Unions Niko Gießelmann (l.) – hätte zum Mann des Tages werden können.  imago/Matthias Koch

Sie waren die Helden des Tages beim torlosen Remis zwischen dem 1. FC Union und dem FC Augsburg. Beide auf Augenhöhe. Was manch eine Gazette zu dem schizophren anmutenden Kunststück verleitete, den Eisernen Keeper Andreas Luthe lautstark als Punktgewinner in den Überschriften zu feiern, und sein Gegenüber Rafal Gikiewicz dennoch für die Elf des Tages zu nominieren. Dabei hätte es nur einen Mann des Spieltages geben dürfen und den auf Köpenicker Seite: Niko Gießelmann!

Der Linksverteidiger der Eisernen war mit der auffälligste Kicker in der Alten Försterei. Die meisten Torschüsse abgefeuert (5), die meisten Kilometer abgespult (11,85 km) dazu die besten Zweikampfwerte des Spiels (69 Prozent). Viel hatte nicht gefehlt und der gebürtige Hannoveraner hätte über seinen diesmal seltsam blass gebliebenen Kollegen Max Kruse weiter frotzeln können. Der 29-Jährige hatte ja unlängst im Kicker verraten, dass er Unions Superstar schon den einen oder anderen Spruch reingedrückt hatte, weil der im Gegensatz zu ihm in der Liga noch torlos ist. 

Unions Gießelmann selbstkritisch

Mit seiner dritten Bude wäre Gießelmann wahrlich „Man of the Match“ geworden.

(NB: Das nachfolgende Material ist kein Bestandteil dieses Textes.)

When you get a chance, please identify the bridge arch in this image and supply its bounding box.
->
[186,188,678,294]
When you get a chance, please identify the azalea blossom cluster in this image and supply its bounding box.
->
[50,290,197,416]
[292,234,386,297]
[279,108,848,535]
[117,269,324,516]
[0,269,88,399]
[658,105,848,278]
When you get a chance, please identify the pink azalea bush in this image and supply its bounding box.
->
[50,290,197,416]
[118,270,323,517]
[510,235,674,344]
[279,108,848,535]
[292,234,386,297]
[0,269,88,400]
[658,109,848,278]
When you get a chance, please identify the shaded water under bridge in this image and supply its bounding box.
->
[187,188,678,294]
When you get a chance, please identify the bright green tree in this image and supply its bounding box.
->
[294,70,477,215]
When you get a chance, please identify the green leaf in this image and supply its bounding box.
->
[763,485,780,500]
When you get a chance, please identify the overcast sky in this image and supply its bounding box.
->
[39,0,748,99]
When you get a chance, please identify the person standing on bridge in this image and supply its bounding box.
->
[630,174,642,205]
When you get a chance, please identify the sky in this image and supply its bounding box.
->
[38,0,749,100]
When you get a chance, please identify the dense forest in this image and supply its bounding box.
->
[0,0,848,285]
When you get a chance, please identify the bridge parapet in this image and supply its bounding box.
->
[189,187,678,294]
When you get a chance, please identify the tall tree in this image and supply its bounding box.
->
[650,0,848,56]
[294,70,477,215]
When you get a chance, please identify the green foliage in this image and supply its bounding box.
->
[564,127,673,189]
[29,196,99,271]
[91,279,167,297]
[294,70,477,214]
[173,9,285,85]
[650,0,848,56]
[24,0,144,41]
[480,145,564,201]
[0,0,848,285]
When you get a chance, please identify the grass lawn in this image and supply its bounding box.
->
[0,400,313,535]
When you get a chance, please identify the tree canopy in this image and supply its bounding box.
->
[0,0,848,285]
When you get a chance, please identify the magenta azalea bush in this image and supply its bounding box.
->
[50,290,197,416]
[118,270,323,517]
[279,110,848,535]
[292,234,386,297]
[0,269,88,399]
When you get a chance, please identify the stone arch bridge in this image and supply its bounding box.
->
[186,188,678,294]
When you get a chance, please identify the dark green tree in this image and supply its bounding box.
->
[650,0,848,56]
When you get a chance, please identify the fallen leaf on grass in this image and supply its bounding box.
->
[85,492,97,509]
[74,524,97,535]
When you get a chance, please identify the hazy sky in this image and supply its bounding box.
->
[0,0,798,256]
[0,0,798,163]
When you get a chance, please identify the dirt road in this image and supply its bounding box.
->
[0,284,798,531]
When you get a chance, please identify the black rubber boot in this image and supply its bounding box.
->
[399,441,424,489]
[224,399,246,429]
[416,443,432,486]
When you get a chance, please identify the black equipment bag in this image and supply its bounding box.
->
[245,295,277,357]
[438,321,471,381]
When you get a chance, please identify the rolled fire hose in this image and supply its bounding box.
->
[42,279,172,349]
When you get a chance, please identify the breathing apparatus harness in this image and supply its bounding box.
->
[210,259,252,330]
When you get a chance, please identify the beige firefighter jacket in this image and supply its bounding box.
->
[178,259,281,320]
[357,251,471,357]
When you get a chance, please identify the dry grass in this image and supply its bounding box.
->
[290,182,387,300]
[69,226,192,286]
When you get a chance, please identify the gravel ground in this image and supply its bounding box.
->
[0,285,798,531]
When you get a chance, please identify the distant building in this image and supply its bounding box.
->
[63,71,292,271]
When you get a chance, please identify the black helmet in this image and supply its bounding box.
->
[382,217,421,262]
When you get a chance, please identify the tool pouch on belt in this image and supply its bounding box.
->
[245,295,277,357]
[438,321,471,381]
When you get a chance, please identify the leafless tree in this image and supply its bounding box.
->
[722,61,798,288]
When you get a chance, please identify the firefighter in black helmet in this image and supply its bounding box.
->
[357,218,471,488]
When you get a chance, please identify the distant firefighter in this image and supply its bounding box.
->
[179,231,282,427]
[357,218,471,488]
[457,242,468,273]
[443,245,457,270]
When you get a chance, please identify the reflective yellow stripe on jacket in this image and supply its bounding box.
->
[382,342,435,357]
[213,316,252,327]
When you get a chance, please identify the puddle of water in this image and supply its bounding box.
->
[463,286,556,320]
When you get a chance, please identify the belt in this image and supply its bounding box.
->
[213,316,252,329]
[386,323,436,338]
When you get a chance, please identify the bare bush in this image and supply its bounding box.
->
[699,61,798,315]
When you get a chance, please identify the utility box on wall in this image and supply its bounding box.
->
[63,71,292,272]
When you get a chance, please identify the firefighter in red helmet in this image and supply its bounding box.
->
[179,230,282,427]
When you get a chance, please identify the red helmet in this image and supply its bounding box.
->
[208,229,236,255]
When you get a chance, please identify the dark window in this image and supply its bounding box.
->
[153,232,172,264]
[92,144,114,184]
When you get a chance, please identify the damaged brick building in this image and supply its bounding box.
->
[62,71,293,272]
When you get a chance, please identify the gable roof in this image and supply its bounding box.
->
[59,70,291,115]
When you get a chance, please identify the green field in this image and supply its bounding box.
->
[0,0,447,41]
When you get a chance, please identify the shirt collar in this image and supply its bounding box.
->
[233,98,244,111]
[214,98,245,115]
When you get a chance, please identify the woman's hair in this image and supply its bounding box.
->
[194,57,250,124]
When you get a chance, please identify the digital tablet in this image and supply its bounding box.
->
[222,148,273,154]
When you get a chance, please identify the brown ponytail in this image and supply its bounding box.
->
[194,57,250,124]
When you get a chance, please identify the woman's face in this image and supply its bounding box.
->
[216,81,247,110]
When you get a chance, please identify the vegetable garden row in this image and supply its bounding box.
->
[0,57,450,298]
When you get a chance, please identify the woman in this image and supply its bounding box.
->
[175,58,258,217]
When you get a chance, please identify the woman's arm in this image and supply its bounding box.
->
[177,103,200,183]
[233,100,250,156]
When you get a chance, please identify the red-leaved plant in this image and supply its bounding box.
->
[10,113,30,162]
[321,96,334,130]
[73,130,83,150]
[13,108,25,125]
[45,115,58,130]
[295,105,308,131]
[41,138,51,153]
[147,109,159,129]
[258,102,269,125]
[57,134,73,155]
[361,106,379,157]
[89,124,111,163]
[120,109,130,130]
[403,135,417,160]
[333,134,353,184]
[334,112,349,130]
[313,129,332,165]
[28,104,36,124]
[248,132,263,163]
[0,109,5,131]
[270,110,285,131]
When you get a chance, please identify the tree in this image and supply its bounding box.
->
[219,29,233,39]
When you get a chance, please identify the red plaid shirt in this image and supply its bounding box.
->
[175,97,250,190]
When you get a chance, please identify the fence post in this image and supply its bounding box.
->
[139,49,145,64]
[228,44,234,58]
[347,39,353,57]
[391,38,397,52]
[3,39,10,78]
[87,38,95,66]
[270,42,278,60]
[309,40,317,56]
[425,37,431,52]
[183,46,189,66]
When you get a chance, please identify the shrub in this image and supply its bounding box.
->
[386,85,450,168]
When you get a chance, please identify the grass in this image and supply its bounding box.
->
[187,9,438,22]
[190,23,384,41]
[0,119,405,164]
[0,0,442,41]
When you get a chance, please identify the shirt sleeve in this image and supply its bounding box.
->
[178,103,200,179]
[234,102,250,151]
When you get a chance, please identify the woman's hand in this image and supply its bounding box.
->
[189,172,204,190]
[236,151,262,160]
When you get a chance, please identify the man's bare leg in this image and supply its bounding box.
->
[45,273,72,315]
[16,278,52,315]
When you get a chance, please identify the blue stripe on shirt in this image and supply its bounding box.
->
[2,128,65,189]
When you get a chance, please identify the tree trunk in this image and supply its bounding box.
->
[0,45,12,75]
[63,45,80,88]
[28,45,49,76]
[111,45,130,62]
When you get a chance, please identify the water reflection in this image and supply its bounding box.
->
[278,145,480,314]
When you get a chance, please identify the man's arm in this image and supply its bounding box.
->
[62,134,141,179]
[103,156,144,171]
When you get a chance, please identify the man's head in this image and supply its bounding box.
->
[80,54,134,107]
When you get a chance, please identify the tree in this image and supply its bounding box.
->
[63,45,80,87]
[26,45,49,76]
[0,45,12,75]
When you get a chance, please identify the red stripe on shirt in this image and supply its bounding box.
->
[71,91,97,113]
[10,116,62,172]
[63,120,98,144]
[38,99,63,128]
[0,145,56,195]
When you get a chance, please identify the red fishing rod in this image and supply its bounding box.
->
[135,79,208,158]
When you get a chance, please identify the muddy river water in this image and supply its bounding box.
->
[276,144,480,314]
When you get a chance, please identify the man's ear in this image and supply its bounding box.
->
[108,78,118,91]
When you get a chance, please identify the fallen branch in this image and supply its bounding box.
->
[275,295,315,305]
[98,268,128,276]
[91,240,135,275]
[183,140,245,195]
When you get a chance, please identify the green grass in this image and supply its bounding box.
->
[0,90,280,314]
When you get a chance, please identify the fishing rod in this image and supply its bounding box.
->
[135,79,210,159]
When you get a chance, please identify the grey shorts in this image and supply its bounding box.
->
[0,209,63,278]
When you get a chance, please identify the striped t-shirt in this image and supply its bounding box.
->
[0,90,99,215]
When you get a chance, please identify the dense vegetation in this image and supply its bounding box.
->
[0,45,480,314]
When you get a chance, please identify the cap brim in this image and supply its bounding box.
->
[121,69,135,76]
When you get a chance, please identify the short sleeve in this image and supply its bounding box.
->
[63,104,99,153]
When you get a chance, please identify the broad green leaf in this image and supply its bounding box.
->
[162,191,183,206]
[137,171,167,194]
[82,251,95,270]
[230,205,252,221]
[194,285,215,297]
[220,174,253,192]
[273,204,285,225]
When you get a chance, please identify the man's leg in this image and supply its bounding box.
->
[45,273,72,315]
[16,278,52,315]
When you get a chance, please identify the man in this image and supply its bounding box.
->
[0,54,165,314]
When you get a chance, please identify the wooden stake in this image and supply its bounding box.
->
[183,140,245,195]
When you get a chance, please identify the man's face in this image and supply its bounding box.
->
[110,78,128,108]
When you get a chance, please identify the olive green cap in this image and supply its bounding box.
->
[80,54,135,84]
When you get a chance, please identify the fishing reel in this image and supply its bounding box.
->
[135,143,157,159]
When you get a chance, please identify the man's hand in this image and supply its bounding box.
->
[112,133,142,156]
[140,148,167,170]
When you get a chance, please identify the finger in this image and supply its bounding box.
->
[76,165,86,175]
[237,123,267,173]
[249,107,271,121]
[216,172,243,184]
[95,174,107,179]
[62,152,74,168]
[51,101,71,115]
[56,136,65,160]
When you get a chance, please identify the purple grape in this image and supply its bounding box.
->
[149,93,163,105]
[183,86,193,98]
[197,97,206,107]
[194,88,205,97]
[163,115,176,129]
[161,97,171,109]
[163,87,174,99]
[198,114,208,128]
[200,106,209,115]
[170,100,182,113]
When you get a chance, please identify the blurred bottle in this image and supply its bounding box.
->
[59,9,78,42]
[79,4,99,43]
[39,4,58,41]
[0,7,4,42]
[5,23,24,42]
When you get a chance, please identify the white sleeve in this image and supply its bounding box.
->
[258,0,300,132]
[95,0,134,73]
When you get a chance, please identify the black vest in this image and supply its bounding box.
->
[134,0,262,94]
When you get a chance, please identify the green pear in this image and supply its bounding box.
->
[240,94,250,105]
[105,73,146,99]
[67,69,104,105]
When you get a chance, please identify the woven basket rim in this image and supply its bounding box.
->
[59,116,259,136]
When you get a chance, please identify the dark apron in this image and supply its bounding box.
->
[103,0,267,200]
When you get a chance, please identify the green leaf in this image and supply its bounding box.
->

Doch es hat nicht sollen sein. Was ihn ein bisschen wurmte. „Ich ärgere mich natürlich. Den ersten muss ich, glaube ich, reinmachen. Das ist der Unterschied von mir zu einem richtigen Stürmer“, so Gießelmann selbstkritisch.

„Die anderen sind so Kann-Dinger. Den gegen den Pfosten habe ich schon drin gesehen. Dann habe ich noch ’nen ganz guten Kopfball und noch ein Schuss in der zweiten Halbzeit. Ja, wäre schön gewesen, wenn ich einen reingemacht hätte, dann hätte ich unserer Mannschaft den verdienten Sieg erschossen. So gehen wir ein bisschen unzufrieden nach Hause“, meinte der Ex-Fortune vor den TV-Kameras von Sky.

Möhwald verletzt sich bei Union-Debüt

Ähnlich sah das übrigens Luthe, der sich am anderen Ende des Platzes schon das Hemd zum Jubeln rausreißen wollte beim Pfostentreffer und dann am Ende den Punkt als wertvoll einordnete. „Wir sind immer noch ungeschlagen. Das ist für Union Berlin ja nicht so schlecht“, so Unions Nummer eins. Die sechs Punkte, die bei der von Urs Fischer monierten Ineffizienz vor dem Tor, durchaus auch hätten acht sein können, lassen die Köpenicker nun mit einer großen Gelassenheit in die bevorstehenden englischen Wochen gehen.

Wenn es aber einen weiteren kleinen Wermutstropfen gibt, dann natürlich die frühe Verletzung von Kevin Möhwald. „Es ist was Muskuläres. Der Muskel hat zugemacht. Aber wir müssen noch mal mit der medizinischen Abteilung sprechen“, ließ Trainer Urs Fischer vorsichtig anklingen, dass die Zwangspause für den Ex-Bremer nicht zu lange ausfallen sollte. Wäre für den Spätankömmling bei den Köpenickern zu bitter, wenn er jetzt, wo er sich Stück für Stück an die Kollegen und das Spielprinzip der Köpenicker gewöhnt, wieder von vorne beginnen muss. Zumal ja jetzt auch noch die Abenteuerreisen im Europacup bevorstehen. Und auf die war er ja auch heiß.